Heron's Formula
- Area of a triangle \[=\frac{1}{2}\times \operatorname{base}\,\times \,height\]
- Area of a right angled isosceles triangle with perpendicular sides each equal to 'a' units\[=\frac{1}{2}{{a}^{2}}\] sq. Units.
Area of a triangle \[=\sqrt{s\left( s-a \right)\left( s-b \right)\left( s-c \right)}\]where a, b, c are the sides of the triangle and
s = semi perimeter i.e., half the perimeter of the triangle =\[=\frac{a+b\text{ }+c}{2}\]

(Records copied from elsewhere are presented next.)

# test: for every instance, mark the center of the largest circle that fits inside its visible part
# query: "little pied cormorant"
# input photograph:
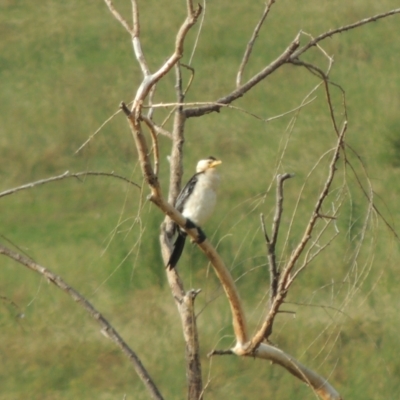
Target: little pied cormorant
(196, 203)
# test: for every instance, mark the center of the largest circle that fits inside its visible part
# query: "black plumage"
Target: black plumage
(196, 202)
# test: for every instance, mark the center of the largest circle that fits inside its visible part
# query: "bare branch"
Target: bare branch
(65, 175)
(319, 384)
(274, 273)
(239, 323)
(157, 129)
(137, 48)
(242, 90)
(153, 134)
(284, 280)
(249, 47)
(118, 16)
(106, 328)
(97, 131)
(344, 28)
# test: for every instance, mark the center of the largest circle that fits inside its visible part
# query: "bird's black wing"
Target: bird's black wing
(177, 250)
(179, 243)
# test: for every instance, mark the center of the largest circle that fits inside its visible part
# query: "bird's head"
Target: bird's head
(208, 163)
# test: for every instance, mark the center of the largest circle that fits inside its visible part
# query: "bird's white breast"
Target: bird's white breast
(201, 203)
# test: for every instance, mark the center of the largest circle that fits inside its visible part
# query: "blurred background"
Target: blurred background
(64, 69)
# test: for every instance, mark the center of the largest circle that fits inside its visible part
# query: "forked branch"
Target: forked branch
(285, 279)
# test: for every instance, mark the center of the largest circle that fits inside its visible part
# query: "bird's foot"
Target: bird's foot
(201, 236)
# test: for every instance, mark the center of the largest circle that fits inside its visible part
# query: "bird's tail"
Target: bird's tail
(177, 251)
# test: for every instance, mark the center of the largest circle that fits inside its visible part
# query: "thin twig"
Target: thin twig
(242, 90)
(284, 280)
(137, 48)
(344, 28)
(153, 134)
(97, 131)
(65, 175)
(106, 328)
(118, 16)
(250, 44)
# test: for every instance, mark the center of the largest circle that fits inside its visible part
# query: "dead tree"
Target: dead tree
(145, 129)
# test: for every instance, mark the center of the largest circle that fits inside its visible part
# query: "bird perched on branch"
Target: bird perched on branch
(196, 202)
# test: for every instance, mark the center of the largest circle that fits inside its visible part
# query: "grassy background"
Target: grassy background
(64, 68)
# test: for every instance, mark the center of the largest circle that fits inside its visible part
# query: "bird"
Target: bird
(196, 202)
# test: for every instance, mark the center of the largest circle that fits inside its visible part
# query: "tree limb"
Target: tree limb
(249, 47)
(106, 328)
(65, 175)
(242, 90)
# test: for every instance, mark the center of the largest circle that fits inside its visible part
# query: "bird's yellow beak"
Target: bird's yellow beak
(215, 163)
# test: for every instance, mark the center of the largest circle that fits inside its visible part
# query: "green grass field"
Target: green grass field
(64, 68)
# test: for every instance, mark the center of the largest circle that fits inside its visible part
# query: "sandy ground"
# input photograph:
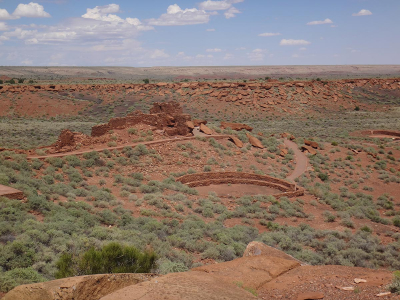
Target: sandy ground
(204, 72)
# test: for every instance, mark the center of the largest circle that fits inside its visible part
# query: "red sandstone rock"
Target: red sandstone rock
(311, 143)
(310, 296)
(236, 141)
(236, 126)
(255, 142)
(308, 149)
(205, 129)
(198, 122)
(190, 125)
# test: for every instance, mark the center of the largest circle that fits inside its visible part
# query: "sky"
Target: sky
(198, 33)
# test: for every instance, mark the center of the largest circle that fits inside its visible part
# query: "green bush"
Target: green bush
(112, 258)
(4, 179)
(323, 176)
(18, 276)
(394, 287)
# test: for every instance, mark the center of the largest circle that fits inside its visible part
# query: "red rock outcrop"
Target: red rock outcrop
(255, 142)
(205, 129)
(236, 126)
(236, 141)
(311, 143)
(198, 122)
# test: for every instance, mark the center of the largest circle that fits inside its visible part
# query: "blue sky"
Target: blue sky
(199, 33)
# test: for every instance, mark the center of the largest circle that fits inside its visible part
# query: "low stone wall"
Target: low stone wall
(229, 175)
(171, 119)
(204, 179)
(386, 132)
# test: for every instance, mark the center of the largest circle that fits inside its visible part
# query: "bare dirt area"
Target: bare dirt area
(201, 72)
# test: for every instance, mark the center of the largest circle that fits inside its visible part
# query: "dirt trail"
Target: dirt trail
(301, 161)
(176, 139)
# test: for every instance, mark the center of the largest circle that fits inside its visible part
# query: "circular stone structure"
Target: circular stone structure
(286, 189)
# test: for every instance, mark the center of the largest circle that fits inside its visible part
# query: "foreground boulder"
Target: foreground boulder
(180, 286)
(252, 271)
(91, 287)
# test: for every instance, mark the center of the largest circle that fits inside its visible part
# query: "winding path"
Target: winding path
(301, 161)
(300, 157)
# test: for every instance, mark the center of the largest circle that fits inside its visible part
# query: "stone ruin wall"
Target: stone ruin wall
(204, 179)
(166, 116)
(234, 175)
(386, 132)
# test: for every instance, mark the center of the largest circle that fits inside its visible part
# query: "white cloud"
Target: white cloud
(218, 5)
(363, 12)
(3, 26)
(31, 10)
(229, 56)
(158, 54)
(3, 38)
(326, 21)
(269, 34)
(176, 16)
(257, 54)
(231, 13)
(27, 62)
(214, 50)
(103, 13)
(4, 15)
(214, 5)
(290, 42)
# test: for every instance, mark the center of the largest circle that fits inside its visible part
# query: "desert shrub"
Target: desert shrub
(323, 176)
(140, 150)
(55, 162)
(132, 131)
(39, 203)
(166, 266)
(394, 287)
(37, 164)
(73, 160)
(112, 258)
(4, 179)
(18, 276)
(366, 229)
(207, 168)
(17, 254)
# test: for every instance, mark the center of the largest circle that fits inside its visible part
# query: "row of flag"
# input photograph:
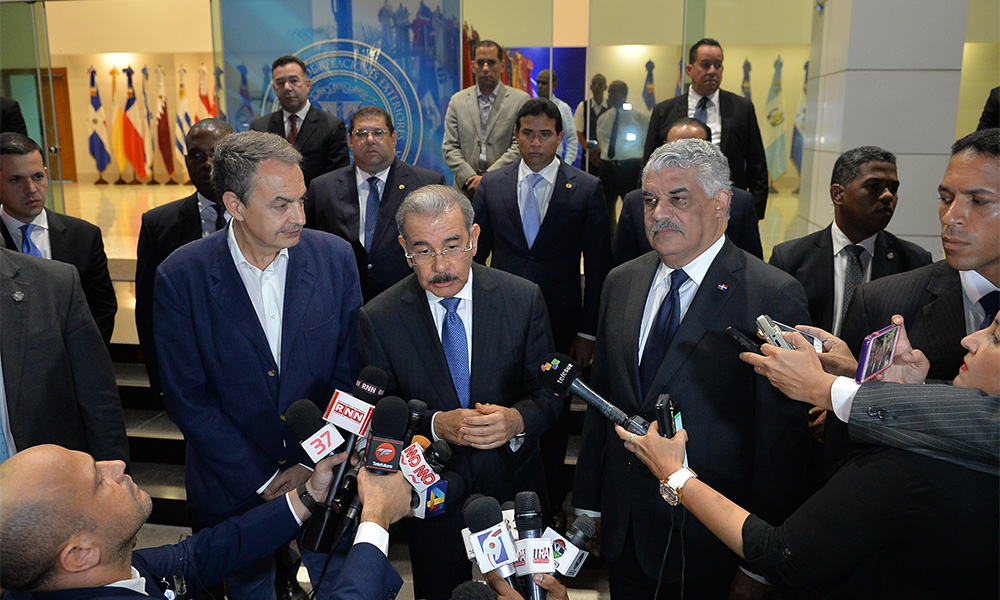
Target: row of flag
(137, 131)
(774, 131)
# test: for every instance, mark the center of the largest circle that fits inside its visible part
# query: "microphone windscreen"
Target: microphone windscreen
(370, 385)
(558, 372)
(303, 418)
(472, 590)
(389, 418)
(482, 513)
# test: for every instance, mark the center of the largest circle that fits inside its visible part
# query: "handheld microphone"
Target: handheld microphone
(534, 553)
(491, 542)
(568, 552)
(560, 374)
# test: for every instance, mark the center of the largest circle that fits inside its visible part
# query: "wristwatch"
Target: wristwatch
(670, 488)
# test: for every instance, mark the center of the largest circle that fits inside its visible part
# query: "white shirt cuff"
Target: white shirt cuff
(261, 489)
(842, 397)
(372, 533)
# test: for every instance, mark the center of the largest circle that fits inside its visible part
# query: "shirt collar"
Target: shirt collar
(548, 173)
(41, 221)
(697, 268)
(240, 259)
(975, 286)
(841, 241)
(465, 293)
(301, 114)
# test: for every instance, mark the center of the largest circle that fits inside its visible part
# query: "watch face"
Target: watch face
(668, 494)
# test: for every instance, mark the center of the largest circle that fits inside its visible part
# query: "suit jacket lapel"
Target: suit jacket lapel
(14, 330)
(712, 295)
(231, 295)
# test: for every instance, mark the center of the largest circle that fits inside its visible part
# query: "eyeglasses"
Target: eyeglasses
(426, 257)
(363, 133)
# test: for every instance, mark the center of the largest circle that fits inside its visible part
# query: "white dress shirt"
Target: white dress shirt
(361, 180)
(39, 235)
(712, 110)
(840, 258)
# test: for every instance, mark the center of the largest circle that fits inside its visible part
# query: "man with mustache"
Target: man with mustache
(731, 118)
(661, 330)
(318, 135)
(248, 320)
(467, 340)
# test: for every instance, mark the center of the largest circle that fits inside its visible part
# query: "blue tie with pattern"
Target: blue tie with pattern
(371, 212)
(28, 246)
(532, 217)
(456, 349)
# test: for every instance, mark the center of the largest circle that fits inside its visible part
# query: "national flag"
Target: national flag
(649, 91)
(163, 137)
(776, 151)
(98, 138)
(746, 79)
(147, 129)
(245, 113)
(134, 144)
(207, 107)
(182, 118)
(798, 132)
(117, 125)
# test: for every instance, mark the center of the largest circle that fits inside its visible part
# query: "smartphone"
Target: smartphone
(815, 341)
(877, 353)
(743, 340)
(770, 333)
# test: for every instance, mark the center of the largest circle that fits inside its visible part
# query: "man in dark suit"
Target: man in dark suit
(247, 321)
(731, 117)
(656, 337)
(536, 218)
(742, 229)
(24, 181)
(168, 227)
(467, 340)
(58, 382)
(864, 190)
(68, 526)
(344, 202)
(317, 134)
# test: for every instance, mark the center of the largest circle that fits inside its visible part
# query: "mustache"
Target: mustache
(442, 278)
(667, 224)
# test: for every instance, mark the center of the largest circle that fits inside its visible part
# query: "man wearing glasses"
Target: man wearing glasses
(359, 202)
(467, 340)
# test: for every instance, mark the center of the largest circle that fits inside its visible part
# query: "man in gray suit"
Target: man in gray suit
(58, 384)
(479, 124)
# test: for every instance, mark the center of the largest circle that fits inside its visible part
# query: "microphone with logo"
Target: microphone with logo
(491, 542)
(560, 374)
(534, 552)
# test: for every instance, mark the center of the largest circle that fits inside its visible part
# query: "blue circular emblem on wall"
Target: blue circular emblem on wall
(348, 74)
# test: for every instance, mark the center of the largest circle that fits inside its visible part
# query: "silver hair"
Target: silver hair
(238, 156)
(709, 162)
(434, 200)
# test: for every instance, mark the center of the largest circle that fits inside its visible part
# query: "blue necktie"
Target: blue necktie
(990, 303)
(28, 246)
(532, 217)
(456, 349)
(668, 319)
(371, 212)
(701, 111)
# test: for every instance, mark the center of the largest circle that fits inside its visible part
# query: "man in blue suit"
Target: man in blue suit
(247, 321)
(68, 526)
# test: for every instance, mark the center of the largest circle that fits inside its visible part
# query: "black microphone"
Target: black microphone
(560, 374)
(528, 516)
(494, 549)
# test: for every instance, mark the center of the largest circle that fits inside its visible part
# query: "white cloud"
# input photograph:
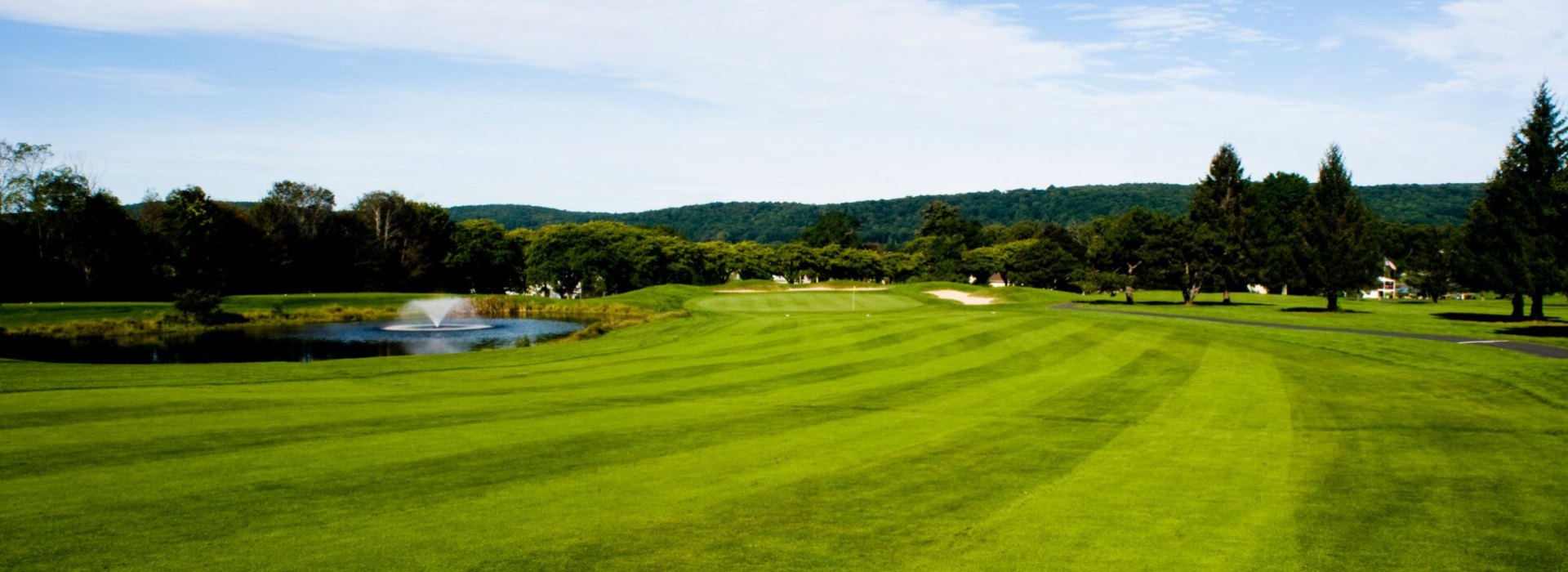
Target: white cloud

Note: Heron's formula can be used when three sides of triangle are given and can be applied to any triangle.
- Area of an equilateral triangle with each side equal to 'a' units \[=\frac{\sqrt{3}}{4}{{a}^{2}}\]sq. units.
- Area of an equilateral triangle\[=\frac{{{h}^{3}}}{\sqrt{3}}\]sq. units where altitude\[h=\frac{\sqrt{3}}{2}a\] units.
- Area of a quadrilateral whose sides and one diagonal are given, can be calculated by dividing the quadrilateral into two triangles and using the Heron's formula.
- Three positive integers a, b and c such that is\[{{c}^{2}}={{a}^{2}}+{{b}^{2}}\] called a Pythagorean triplet.